I don’t drink, I’m always confused when hosting about the amount and type of beer I should buy. And then I’m stuck with beer afterwards the inevitably goes bad. Now I just let people BYOB because they typically did that regardless.
I don’t drink
Now I just let people BYOBGoing to BYOB is the right call. Good on you for focusing on your strengths.
I don’t drink either and used to be in a club where I had to work a bar once a year. And every year without fail, I had to re-learn even just the basic categories of beer.
(Where I live, there’s like 7 different words to describe 4 different popular categories.)

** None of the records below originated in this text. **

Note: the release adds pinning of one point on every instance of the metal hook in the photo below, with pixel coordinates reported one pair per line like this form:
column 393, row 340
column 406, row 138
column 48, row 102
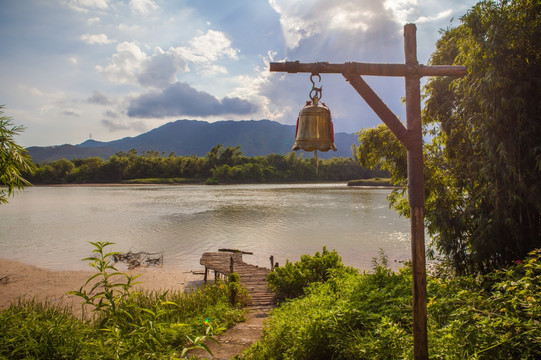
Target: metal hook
column 312, row 81
column 316, row 90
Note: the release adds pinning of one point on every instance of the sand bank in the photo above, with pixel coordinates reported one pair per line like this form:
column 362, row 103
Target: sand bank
column 19, row 280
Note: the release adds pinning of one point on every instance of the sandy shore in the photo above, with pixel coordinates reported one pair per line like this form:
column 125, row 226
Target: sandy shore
column 19, row 280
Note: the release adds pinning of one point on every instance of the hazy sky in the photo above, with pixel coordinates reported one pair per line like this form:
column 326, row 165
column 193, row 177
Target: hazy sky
column 112, row 68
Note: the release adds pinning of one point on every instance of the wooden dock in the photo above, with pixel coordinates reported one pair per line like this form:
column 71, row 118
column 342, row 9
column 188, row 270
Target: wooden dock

I grew up Mormon, and am only now figuring this all out. I have no idea about any of this
It’s fairly well answered by basic information about alcohol serving sizes, DUI limits, and just the amount of fluids someone can take in over an evening. 1 can of beer = 1 basic dose of alcohol. 2 in an hour puts you over the legal limit for blood alcohol for driving. Someone could typically drink maybe a gallon of fluids in an evening regardless of what it is. Beer is sold in packs of 4-12, which are usually shared. So a normal amount of beer to get for someone who isn’t a regular alcoholic would be 2-6 for a night. It also varies with their weight and the strength of the beer (most is about 5% now but some is higher).